On Thu, 14 Apr 2022 10:59:25 +0800 Zqiang <qiang1.zhang@xxxxxxxxx> wrote:

> The kasan_quarantine_remove_cache() is called in kmem_cache_shrink()/
> destroy(), the kasan_quarantine_remove_cache() call is protected by
> cpuslock in kmem_cache_destroy(), can ensure serialization with
> kasan_cpu_offline(). however the kasan_quarantine_remove_cache() call
> is not protected by cpuslock in kmem_cache_shrink(), when CPU going
> offline and cache shrink occur at same time, the cpu_quarantine may be
> corrupted by interrupt(per_cpu_remove_cache operation). so add
> cpu_quarantine offline flags check in per_cpu_remove_cache().
>
> ...
>

>Could we please have some reviewer input here?

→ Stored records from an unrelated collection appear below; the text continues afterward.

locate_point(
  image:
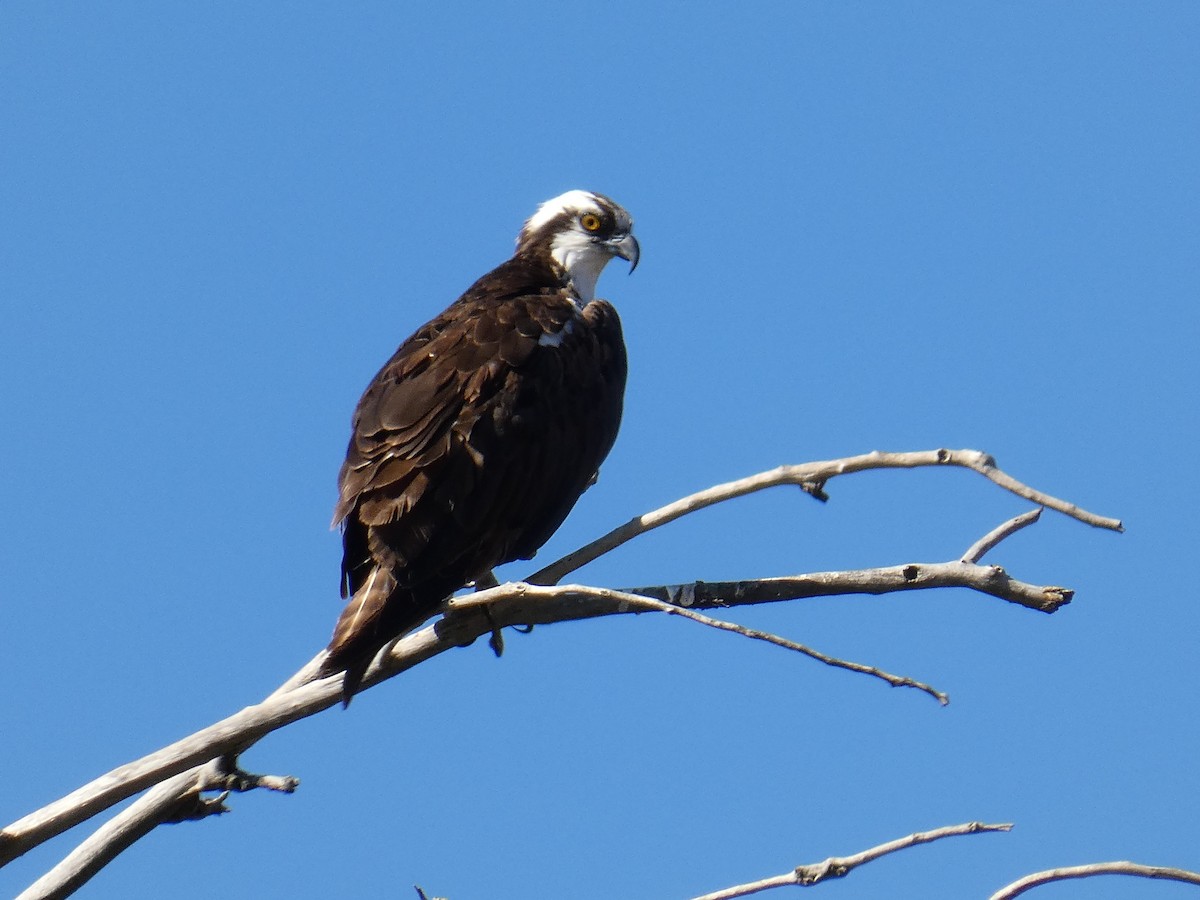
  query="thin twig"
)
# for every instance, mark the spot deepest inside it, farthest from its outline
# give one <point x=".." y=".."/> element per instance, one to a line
<point x="841" y="867"/>
<point x="1086" y="871"/>
<point x="510" y="605"/>
<point x="977" y="550"/>
<point x="805" y="475"/>
<point x="185" y="762"/>
<point x="625" y="601"/>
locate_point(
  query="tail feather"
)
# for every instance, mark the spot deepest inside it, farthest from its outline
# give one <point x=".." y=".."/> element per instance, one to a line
<point x="379" y="612"/>
<point x="359" y="635"/>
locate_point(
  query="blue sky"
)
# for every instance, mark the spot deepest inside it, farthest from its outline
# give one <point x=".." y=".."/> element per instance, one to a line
<point x="864" y="226"/>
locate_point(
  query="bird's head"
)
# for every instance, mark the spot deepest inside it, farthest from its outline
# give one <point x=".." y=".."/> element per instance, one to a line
<point x="581" y="232"/>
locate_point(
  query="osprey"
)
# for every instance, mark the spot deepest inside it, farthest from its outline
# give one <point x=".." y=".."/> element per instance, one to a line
<point x="475" y="439"/>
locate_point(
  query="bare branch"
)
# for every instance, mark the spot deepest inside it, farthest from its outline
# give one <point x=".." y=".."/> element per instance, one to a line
<point x="811" y="477"/>
<point x="205" y="761"/>
<point x="633" y="603"/>
<point x="509" y="605"/>
<point x="1086" y="871"/>
<point x="977" y="550"/>
<point x="841" y="867"/>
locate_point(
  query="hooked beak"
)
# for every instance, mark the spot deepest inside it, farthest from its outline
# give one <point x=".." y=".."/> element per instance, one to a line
<point x="625" y="246"/>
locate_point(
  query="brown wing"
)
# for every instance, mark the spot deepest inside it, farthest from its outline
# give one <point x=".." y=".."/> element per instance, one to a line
<point x="469" y="448"/>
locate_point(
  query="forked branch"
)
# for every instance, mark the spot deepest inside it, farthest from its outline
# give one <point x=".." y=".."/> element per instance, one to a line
<point x="840" y="867"/>
<point x="207" y="760"/>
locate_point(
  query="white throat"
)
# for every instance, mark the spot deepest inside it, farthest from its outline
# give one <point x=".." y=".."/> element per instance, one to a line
<point x="582" y="259"/>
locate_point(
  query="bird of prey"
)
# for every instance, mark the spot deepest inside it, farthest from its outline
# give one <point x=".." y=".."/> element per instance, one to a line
<point x="475" y="439"/>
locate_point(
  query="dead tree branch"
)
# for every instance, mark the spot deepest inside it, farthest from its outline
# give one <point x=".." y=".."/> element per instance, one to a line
<point x="207" y="760"/>
<point x="1086" y="871"/>
<point x="840" y="867"/>
<point x="811" y="478"/>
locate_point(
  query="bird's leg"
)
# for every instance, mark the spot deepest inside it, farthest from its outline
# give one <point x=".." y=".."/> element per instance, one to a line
<point x="496" y="641"/>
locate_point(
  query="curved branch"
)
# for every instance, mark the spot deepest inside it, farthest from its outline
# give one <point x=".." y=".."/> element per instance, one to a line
<point x="811" y="478"/>
<point x="191" y="766"/>
<point x="840" y="867"/>
<point x="1086" y="871"/>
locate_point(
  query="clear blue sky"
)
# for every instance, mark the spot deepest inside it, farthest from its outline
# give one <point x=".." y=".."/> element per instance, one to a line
<point x="864" y="226"/>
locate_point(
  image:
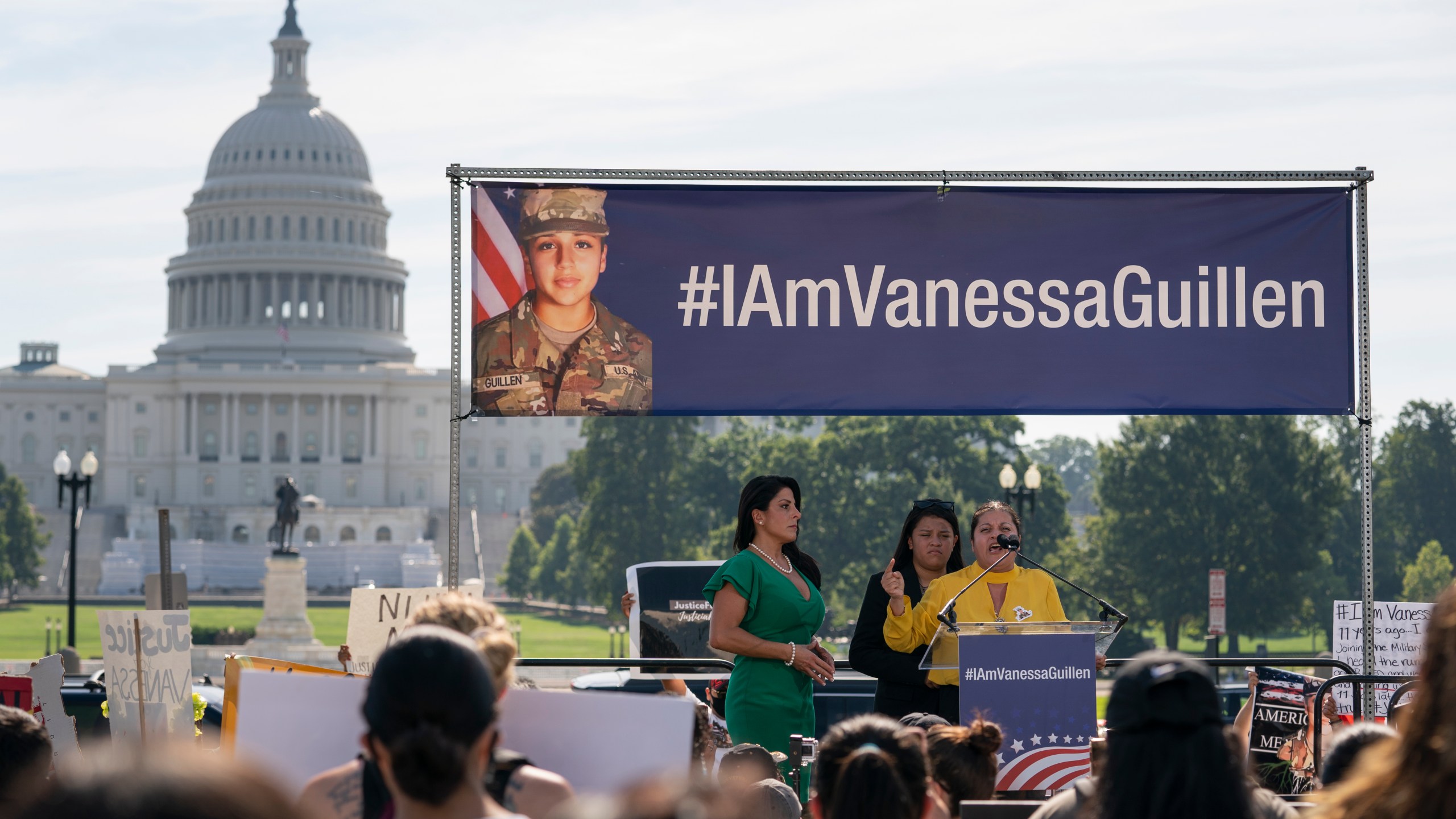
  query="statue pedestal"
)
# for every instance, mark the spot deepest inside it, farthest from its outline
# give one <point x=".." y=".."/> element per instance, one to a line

> --- a/mm/kasan/quarantine.c
> +++ b/mm/kasan/quarantine.c
> @@ -330,6 +330,8 @@ static void per_cpu_remove_cache(void *arg)
> struct cpu_shrink_qlist *sq;
> #endif
> q = this_cpu_ptr(&cpu_quarantine);
> + if (READ_ONCE(q->offline))
> + return;
> #ifndef CONFIG_PREEMPT_RT
> qlist_move_cache(q, &to_free, cache);
> qlist_free_all(&to_free, cache);

>It might be helpful to have a little comment which explains why we're doing this?

Sorry for late reply, may be add some comment:

Ensure the ordering between the writing to q->offline and per_cpu_remove_cache.
prevent cpu_quarantine be corrupted by interrupt.

Is this OK ?

Thanks
Zqiang